In Ihren Beiträgen, die ich gerne verfolge, raten Sie immer wieder, man solle eine Pensionsplanung vornehmen. Doch was beinhaltet eine solche? Wie soll ich genau vorgehen? M.F.

Das Problem bei der Pensionierung ist bei den meisten Leuten, dass die Kosten und die Einnahmen nach dem Erreichen des Rentenalters nicht mehr übereinstimmen. Im Klartext: Man hat oft höhere Ausgaben als Einnahmen. Darum halte ich es für den Kernpunkt jeder Pensionsplanung, dass man für sich ein Budget für die Zeit nach der Pensionierung aufstellt. Anhand dieses Budgets sieht man dann rasch, wo mögliche Schwachpunkte liegen.

Wichtigster Punkt in Hinblick auf eine solche Budgetierung ist, dass man sich Gedanken macht, wie man im Alter leben möchte – welche Wohnform wünscht man und welche Aktivitäten sind einem wichtig? Man muss etwa entscheiden, ob man nach der Pensionierung sein allenfalls vorhandenes Wohneigentum behalten oder in eine Mietwohnung umziehen möchte. Ein Haus bietet viel Freiheiten, kann sich mit steigendem Alter allerdings auch als Last erweisen – etwa dann, wenn man einen grossen Garten pflegen sollte.

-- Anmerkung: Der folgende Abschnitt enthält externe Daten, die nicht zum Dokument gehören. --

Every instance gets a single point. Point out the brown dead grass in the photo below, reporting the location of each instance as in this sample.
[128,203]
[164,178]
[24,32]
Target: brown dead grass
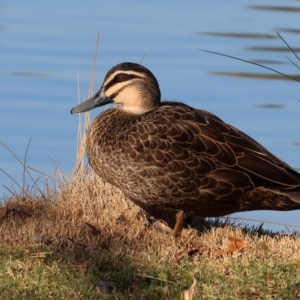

Vor allem muss man frühzeitig prüfen, ob die Hypothek auf dem Haus oder der Eigentumswohnung und die anfallenden jährlichen Nebenkosten sowie mögliche anstehende Renovationen auch mit einem tieferen Einkommen problemlos zahlbar bleiben und somit die Tragbarkeit von Wohneigentum und der Hypothek weiter gegeben ist. Oft wird auch eine Teilamortisation nötig. Ein Gespräch mit der Bank schafft rasch Klarheit. Doch auch die Bank verlangt ein Budget. Wenn man weiss, wie man im Alter wohnen will, lassen sich die Kosten dafür einfach budgetieren.

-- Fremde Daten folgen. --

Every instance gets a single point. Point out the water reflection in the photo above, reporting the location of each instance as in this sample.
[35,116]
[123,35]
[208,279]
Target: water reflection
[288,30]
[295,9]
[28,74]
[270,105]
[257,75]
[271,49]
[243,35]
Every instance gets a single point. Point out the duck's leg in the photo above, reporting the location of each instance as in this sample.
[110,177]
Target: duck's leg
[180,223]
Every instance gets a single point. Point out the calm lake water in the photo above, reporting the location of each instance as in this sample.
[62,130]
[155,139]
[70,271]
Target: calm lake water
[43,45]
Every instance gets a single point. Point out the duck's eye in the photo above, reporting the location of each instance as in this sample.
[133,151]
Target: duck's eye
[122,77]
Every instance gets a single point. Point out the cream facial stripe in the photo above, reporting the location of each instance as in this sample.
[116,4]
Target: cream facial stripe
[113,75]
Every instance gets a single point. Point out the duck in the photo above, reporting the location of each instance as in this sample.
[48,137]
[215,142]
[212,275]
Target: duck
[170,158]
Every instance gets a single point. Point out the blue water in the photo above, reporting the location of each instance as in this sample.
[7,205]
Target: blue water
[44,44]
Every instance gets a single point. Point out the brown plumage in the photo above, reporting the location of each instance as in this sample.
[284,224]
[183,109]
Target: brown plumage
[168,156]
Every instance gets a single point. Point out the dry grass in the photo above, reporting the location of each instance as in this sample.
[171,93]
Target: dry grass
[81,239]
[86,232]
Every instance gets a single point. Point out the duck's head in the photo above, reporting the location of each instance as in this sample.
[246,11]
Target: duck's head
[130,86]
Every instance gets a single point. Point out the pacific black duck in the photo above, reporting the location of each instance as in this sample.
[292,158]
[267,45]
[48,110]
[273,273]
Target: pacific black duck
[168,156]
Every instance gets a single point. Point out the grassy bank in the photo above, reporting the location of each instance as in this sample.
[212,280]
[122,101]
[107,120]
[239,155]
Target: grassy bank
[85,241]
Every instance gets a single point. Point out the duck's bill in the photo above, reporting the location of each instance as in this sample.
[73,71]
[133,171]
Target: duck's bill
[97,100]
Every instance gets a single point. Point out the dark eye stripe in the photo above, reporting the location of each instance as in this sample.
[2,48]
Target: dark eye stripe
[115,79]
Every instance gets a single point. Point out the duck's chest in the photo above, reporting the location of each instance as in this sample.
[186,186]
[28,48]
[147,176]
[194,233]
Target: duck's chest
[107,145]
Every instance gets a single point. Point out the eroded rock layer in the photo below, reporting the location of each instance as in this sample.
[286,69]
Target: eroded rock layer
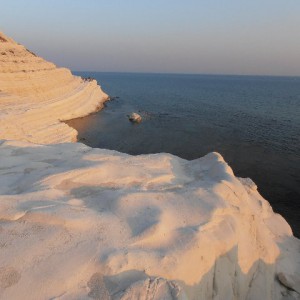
[35,96]
[83,223]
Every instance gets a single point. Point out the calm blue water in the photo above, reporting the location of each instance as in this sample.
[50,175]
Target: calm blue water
[254,122]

Detailliert auflisten sollte man für sich auch die monatlichen Kosten für Krankenkasse, andere Versicherungen, Auto, öffentlicher Verkehr, Telefon, Internet, Kleider, Pflege, Lebensmittel und Freizeitbeschäftigungen und Reisen. Bei vielen steigen die Ausgaben für Freizeitaktivitäten und Reisen nach der Pensionierung an: Endlich hat man mehr Zeit und möchte sich etwas leisten. Je nach persönlichen Wünschen lohnt es sich, da mehr zu budgetieren als man während des Erwerbslebens bereits für Freizeit und Reisen ausgibt.

Falsch budgetiert werden oft die Steuern: Hier sollten Sie nicht etwa tiefere Steuern ins Budget aufnehmen, sondern etwa gleich hohe Summen wie während des Erwerbslebens. Zwar nimmt das Einkommen nach der Pensionierung ab – ebenso aber die Abzugsmöglichkeiten. Man kann nicht automatisch davon ausgehen, dass die Steuerrechnung deutlich tiefer ausfällt, insbesondere, wenn man neben der AHV auch bei der Pensionskasse die Rente wählt.

Anhand dieser Kostenaufstellung sehen Sie, wo Sie allenfalls Sparmöglichkeiten haben. Denn Tatsache ist: Die meisten kommen nicht darum herum, nach der Pensionierung entweder den Gürtel enger zu schnallen oder einen Teil der Ausgaben durch einen Vermögensverzehr zu finanzieren, vorausgesetzt, dass man sich ein Vermögen aufgebaut hat. In der Regel decken die Einnahmen aus der AHV-Rente und der PK-Rente lediglich 60 bis 70 Prozent des früheren Lohnes.

Ein realistisches Budget über die Ausgaben und Einnahmen nach der Pensionierung hilft Ihnen auch beim heiklen Entscheid, ob Sie bei der Pensionskasse die Rente oder das Kapital beziehen sollen. Je früher Sie ein solches erstellen, desto eher können Sie auch noch handeln.

Wenn Sie nämlich feststellen, dass Ihre Einnahmen bei weitem nicht ausreichen, um Ihre erwarteten Kosten im Rentenalter zu decken, sollten Sie während des Erwerbslebens möglichst noch über freiwillige Einzahlungen in die steuerbegünstigte Säule 3a Ihr finanzielles Polster fürs Alter stärken und so dafür sorgen, dass Sie dann, wenn Sie mehr Zeit haben, sich finanziell nicht zu stark einschränken müssen.